Loan Default Prediction
End-to-end credit-risk pipeline - EDA, feature engineering, modelling, and head-to-head evaluation - on peer-to-peer lending data.
Why it mattersShows the full discipline of an applied ML project, not just a model fit - the parts (EDA, leakage checks, calibration, comparison) that actually decide whether a model ships.
What it does
End-to-end loan-default prediction on peer-to-peer lending data. A single notebook walks through the full applied-ML cycle: exploratory analysis, data cleaning, feature engineering, model implementation, and head-to-head evaluation across multiple model families.
Where it applies
- Credit-risk and underwriting work looking for a reference template with the unglamorous parts (leakage checks, calibration, model comparison) actually present.

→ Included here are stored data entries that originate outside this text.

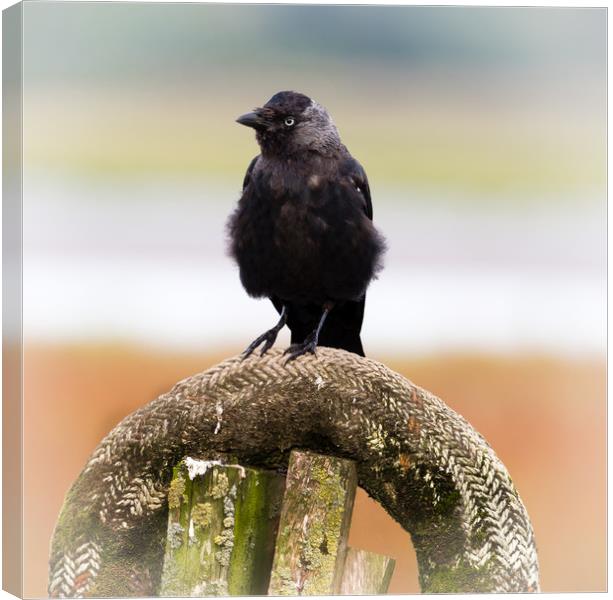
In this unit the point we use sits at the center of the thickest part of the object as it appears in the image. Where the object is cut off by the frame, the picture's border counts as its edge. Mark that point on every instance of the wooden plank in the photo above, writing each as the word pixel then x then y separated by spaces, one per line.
pixel 312 540
pixel 222 526
pixel 366 573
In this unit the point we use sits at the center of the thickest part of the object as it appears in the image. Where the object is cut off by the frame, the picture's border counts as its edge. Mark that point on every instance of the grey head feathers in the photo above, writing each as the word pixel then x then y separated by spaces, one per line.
pixel 291 123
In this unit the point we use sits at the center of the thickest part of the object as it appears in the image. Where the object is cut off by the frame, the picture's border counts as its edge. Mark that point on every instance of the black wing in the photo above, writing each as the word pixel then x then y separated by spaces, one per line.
pixel 353 169
pixel 247 178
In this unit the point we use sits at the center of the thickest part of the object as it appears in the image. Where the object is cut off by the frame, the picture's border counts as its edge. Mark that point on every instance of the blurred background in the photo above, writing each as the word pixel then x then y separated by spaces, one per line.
pixel 483 133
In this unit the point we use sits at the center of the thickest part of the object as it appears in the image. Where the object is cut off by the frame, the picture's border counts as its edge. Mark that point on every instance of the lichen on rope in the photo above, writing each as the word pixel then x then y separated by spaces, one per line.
pixel 425 464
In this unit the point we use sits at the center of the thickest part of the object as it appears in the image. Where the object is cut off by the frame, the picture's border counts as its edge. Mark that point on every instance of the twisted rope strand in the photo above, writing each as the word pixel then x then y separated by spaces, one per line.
pixel 424 463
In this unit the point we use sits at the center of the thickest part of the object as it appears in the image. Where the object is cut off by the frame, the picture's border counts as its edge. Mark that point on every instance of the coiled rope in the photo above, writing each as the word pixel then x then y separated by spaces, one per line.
pixel 424 463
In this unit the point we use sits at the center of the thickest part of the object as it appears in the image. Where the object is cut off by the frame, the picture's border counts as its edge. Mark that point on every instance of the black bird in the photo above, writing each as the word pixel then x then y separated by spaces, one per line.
pixel 302 233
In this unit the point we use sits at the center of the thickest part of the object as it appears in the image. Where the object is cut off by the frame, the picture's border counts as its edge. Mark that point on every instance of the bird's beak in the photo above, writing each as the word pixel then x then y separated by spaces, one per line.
pixel 252 119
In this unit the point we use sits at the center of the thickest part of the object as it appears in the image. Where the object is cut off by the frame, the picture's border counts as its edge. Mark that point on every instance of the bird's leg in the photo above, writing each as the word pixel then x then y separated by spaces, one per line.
pixel 310 343
pixel 267 337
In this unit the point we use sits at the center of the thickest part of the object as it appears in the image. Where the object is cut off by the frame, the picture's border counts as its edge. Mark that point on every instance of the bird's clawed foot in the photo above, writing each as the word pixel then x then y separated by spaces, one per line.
pixel 308 346
pixel 268 338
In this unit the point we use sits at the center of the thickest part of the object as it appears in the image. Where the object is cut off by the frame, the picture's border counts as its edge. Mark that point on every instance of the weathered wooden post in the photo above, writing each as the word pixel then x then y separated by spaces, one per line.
pixel 222 525
pixel 226 522
pixel 366 573
pixel 314 527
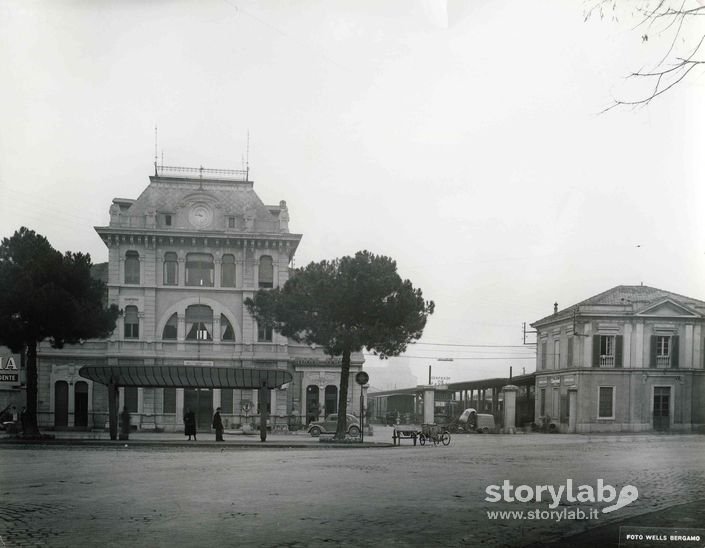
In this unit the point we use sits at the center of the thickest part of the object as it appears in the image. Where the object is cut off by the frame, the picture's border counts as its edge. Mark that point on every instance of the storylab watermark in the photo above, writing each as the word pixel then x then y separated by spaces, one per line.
pixel 566 494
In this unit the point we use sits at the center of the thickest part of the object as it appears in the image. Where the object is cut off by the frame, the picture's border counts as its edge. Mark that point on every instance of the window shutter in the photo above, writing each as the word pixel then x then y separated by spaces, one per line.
pixel 596 350
pixel 543 355
pixel 619 351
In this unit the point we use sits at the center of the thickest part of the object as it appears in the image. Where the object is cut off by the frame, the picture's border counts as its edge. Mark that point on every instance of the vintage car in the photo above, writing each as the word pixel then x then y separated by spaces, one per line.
pixel 472 421
pixel 330 423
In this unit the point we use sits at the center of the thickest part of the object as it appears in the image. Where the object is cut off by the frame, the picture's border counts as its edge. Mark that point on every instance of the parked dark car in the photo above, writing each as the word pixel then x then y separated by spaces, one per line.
pixel 330 423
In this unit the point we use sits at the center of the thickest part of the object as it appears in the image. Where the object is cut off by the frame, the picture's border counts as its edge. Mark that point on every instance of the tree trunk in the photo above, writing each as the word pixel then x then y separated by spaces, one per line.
pixel 31 421
pixel 341 428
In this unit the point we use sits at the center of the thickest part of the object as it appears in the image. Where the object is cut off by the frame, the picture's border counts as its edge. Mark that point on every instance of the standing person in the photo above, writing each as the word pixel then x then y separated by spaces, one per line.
pixel 218 425
pixel 23 419
pixel 124 424
pixel 190 425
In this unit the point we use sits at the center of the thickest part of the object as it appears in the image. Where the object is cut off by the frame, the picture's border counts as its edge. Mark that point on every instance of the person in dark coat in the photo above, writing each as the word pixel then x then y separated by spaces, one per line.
pixel 190 424
pixel 218 425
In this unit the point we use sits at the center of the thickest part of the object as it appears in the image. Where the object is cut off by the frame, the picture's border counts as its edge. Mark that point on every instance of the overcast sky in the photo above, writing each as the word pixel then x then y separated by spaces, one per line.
pixel 460 138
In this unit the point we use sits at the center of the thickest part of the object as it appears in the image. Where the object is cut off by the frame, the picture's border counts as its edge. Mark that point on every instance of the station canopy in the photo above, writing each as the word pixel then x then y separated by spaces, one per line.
pixel 185 376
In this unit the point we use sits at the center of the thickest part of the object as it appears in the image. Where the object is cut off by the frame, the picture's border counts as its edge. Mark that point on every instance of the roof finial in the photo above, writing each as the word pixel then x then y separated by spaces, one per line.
pixel 156 173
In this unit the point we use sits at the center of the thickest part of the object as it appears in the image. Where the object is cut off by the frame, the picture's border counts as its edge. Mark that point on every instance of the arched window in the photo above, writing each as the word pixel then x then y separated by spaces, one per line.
pixel 266 272
pixel 171 269
pixel 226 329
pixel 227 271
pixel 170 328
pixel 264 333
pixel 199 323
pixel 132 267
pixel 132 323
pixel 199 269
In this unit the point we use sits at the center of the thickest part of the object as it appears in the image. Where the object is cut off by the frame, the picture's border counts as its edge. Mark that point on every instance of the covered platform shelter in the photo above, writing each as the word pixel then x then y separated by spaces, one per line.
pixel 483 395
pixel 184 376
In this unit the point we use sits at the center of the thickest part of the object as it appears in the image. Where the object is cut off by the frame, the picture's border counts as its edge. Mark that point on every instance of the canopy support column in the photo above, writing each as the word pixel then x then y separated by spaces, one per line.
pixel 264 399
pixel 113 395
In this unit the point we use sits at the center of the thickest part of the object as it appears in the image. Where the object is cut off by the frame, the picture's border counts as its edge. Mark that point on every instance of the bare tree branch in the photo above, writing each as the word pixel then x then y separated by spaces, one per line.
pixel 663 17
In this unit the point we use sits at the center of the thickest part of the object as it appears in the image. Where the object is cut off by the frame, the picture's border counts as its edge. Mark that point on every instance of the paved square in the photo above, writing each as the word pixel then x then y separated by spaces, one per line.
pixel 176 495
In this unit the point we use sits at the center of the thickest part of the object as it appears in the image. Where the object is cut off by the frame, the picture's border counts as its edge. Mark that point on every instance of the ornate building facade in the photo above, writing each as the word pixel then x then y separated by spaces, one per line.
pixel 183 258
pixel 629 359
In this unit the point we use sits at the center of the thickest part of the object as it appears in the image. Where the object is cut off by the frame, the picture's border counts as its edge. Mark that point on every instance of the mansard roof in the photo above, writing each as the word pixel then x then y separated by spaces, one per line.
pixel 628 300
pixel 233 198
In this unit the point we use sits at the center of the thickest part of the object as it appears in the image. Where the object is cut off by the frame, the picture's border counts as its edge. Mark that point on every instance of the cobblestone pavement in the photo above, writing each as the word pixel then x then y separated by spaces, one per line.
pixel 230 495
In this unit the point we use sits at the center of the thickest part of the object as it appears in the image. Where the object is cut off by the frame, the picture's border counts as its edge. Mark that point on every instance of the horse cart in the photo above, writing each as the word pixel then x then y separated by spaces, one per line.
pixel 434 434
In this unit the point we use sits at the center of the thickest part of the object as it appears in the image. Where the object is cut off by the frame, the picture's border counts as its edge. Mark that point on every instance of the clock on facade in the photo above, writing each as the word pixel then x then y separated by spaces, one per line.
pixel 200 216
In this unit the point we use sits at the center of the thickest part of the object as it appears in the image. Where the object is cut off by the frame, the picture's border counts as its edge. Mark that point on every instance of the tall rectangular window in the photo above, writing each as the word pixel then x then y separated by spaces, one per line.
pixel 132 267
pixel 199 269
pixel 605 404
pixel 131 398
pixel 132 323
pixel 169 403
pixel 663 351
pixel 226 400
pixel 556 354
pixel 171 269
pixel 542 402
pixel 544 350
pixel 227 271
pixel 266 272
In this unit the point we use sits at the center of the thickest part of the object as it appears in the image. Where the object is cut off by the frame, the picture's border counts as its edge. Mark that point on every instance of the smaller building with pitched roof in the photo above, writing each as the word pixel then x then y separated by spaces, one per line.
pixel 629 359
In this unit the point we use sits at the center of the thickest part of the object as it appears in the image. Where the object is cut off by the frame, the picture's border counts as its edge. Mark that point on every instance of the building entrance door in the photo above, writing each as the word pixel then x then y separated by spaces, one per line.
pixel 200 401
pixel 80 405
pixel 312 403
pixel 61 404
pixel 662 408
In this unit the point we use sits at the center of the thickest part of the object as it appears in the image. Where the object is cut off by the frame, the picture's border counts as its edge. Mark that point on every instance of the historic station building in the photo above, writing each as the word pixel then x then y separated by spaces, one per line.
pixel 629 359
pixel 183 257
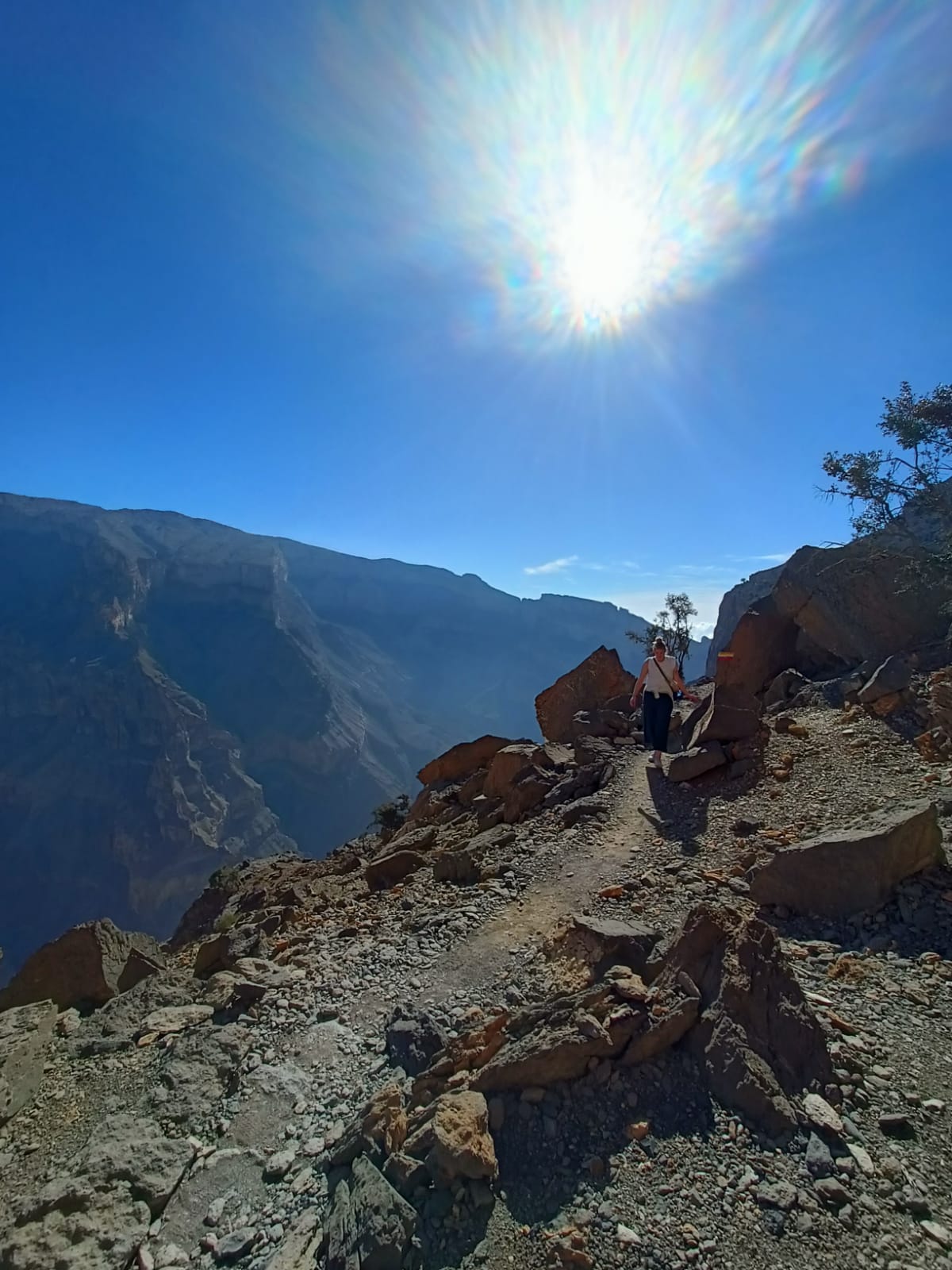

- A teaching artifact - the notebook is structured around the questions that decide whether a model ships: are the features stable, are predictions calibrated, do downstream metrics improve under each model.
- Any classification problem with imbalanced labels and tabular features - the scaffolding moves over with light edits.
How it works (high level)
Starts with EDA on a peer-to-peer loans dataset to expose target leakage, missingness patterns, and categorical-cardinality issues. Cleaning and feature engineering produce a model-ready frame; multiple classical ML models are fit and compared with comprehensive evaluation rather than a single accuracy number.
Outcome
A reproducible pipeline with every step exposed for inspection, including the parts that usually get skipped: leakage diagnostics, comparison plots, and a defensible reason for picking one model over another.
Stack
Python · pandas · scikit-learn · matplotlib · Jupyter.